In addition to knowing where all the circuit breakers were located, my military-trained instructor made sure I knew where all the electrical switches were in the cockpit. He told me a story about a student pilot from a nearby airport who had been caught out after dark and crashed when he was distracted trying to find the switch for the landing light.
The student pilot was on the last leg of his first solo cross-country flight. He wasn’t supposed to be out after dark, but he was. The student tried to follow the highway that ran past the airport. He was transmitting on the unicom frequency, telling his CFI, who was waiting for him inside the FBO, that he didn’t have a flashlight and couldn’t find the switch for the landing light or wingtip position lights, and wasn’t sure where the airport was.
The CFI tried to explain where the light switches were and told the student to activate the runway lights by pressing the push-to-talk switch five times. The student was apparently disorientated in the dark and didn’t notice how low he was—until he hit the ground.
The find-it-by-feel technique goes back to World War II, and I highly recommend it. If you are a renter pilot, it helps to do a quick review of the cockpit layout before you start the engine. Every cockpit is a little different, so before each flight, take a moment to see where everything is before you need it.
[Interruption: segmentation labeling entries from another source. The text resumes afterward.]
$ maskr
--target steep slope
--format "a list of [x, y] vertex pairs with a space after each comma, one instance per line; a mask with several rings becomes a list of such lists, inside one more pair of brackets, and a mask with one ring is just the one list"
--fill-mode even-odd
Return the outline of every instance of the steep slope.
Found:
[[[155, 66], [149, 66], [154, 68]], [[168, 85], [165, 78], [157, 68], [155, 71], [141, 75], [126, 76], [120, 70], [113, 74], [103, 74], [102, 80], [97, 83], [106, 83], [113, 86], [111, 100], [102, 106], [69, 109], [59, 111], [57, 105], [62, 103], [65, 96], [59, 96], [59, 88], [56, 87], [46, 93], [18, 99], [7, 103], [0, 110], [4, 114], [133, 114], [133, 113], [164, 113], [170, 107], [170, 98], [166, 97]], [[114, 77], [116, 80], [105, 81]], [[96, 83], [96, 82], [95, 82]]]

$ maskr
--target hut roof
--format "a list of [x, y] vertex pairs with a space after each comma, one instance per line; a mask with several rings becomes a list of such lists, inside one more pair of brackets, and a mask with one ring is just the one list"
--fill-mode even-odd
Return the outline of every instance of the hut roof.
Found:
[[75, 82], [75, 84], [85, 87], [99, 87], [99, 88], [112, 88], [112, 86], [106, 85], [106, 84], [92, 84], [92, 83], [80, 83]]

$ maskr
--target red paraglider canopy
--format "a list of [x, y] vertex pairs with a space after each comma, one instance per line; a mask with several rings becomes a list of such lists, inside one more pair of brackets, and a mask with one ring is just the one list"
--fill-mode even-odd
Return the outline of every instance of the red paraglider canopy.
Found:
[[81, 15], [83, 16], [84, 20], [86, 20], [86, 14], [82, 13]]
At my first flight school job the fleet included 17 Cessna 172s. I made notes on the backs of business cards for each aircraft, noting their quirks, such as if the airspeed indicator was marked in knots or mph, if the airplane was carburetor equipped or fuel injected, how many strokes of prime it usually required, position of the landing light on the exterior, if the seats were fully articulating, and how many turns of the crank I needed to see over the glareshield. I kept these cards in a pouch attached to the lanyard that held my airport ID.
With the invention of the smartphone, many learners make it a rule to take a photo of the new-to-them cockpit, then they blow up the image on their computer to study it. This is particularly useful to determine the location and function of each circuit breaker. They are there to help prevent fire. Of all the life-threatening experiences you can have in a training airplane, fire tops the list.
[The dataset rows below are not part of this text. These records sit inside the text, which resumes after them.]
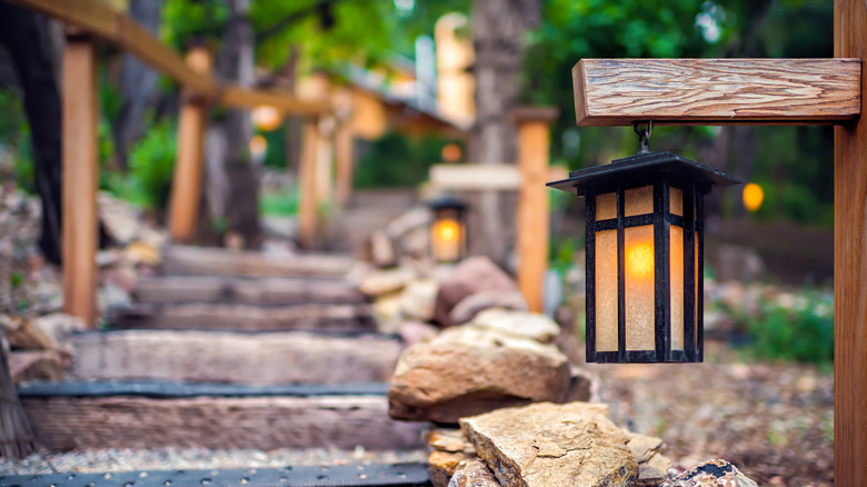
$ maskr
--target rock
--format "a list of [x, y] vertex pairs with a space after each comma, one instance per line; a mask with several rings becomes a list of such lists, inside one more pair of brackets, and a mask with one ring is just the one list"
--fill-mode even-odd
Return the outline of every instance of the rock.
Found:
[[434, 319], [434, 305], [437, 300], [437, 281], [418, 279], [409, 282], [400, 298], [400, 309], [403, 316], [421, 321]]
[[434, 319], [442, 326], [458, 325], [449, 314], [467, 296], [481, 291], [516, 291], [515, 281], [487, 257], [471, 257], [451, 269], [440, 282]]
[[560, 334], [560, 327], [545, 315], [506, 309], [485, 310], [472, 320], [472, 325], [540, 344], [550, 344]]
[[638, 463], [629, 436], [589, 402], [534, 404], [460, 420], [476, 453], [502, 485], [627, 487]]
[[500, 487], [497, 477], [478, 458], [465, 460], [458, 465], [448, 487]]
[[471, 321], [476, 315], [489, 309], [527, 310], [527, 300], [520, 291], [481, 291], [467, 296], [449, 312], [449, 321], [456, 325]]
[[726, 460], [707, 460], [684, 471], [662, 487], [758, 487]]
[[28, 380], [63, 380], [63, 364], [53, 350], [12, 351], [9, 371], [16, 385]]
[[367, 296], [379, 297], [403, 289], [415, 278], [416, 272], [407, 267], [371, 270], [361, 279], [358, 288]]
[[457, 423], [501, 407], [561, 402], [568, 386], [569, 365], [556, 347], [455, 327], [403, 350], [388, 391], [389, 415]]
The purpose of circuit breakers is to protect electrical instruments from damage caused by overloading circuits. When too much current is sent to an instrument, it causes heat, and the circuit breaker pops to prevent further damage. This cuts off the flow of electricity to the instrument. If the instrument continues to get too much current, it potentially causes a fire.
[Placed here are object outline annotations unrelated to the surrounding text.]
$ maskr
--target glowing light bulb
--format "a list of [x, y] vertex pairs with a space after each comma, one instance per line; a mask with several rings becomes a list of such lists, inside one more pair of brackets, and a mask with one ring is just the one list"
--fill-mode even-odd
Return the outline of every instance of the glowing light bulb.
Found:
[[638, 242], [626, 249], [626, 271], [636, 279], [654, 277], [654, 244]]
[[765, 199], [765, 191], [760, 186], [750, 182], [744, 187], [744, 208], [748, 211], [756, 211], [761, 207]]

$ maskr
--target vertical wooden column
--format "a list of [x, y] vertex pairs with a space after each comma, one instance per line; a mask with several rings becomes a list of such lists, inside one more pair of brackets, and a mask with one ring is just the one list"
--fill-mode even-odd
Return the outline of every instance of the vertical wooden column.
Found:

Pulling the circuit breaker can help prevent this. Read that line again, because before 2010 there were some POHs that suggested that when a circuit breaker pops, give it a few minutes to cool down, then push it back in—if it pops again, leave it out, and continue the flight without the instrument.
A Seattle-area flight school followed this practice until one day a CFI and a commercial pilot were in the pattern in VFR conditions when the GPS suddenly went black. They decided to continue the flight, but a moment later, when the cockpit began to fill with smoke, they returned for landing.
Moral of the story: If anything electrical acts up in the airplane, it’s a good idea to get it on the ground ASAP.
Trim and Autopilot Considerations
If the airplane has electric trim and or an autopilot, know where those are. If the trim and autopilot malfunction, also known as “running away,” it can result in a challenging situation, perhaps even one that causes a crash.
Runaway trim can result in an extreme nose-up or nose-down situation, and an autopilot that enters an uncommanded roll.
You have probably heard stories from someone who wasn’t exactly sure how the autopilot worked, and when activated, found themselves in an unusual attitude because of a malfunction. To avoid this, get training on the autopilot from a qualified instructor, and the first time you attempt to use it, be at an altitude that will allow for recovery if something goes wrong.
Don’t be afraid to pull the circuit breaker to stop the runway event.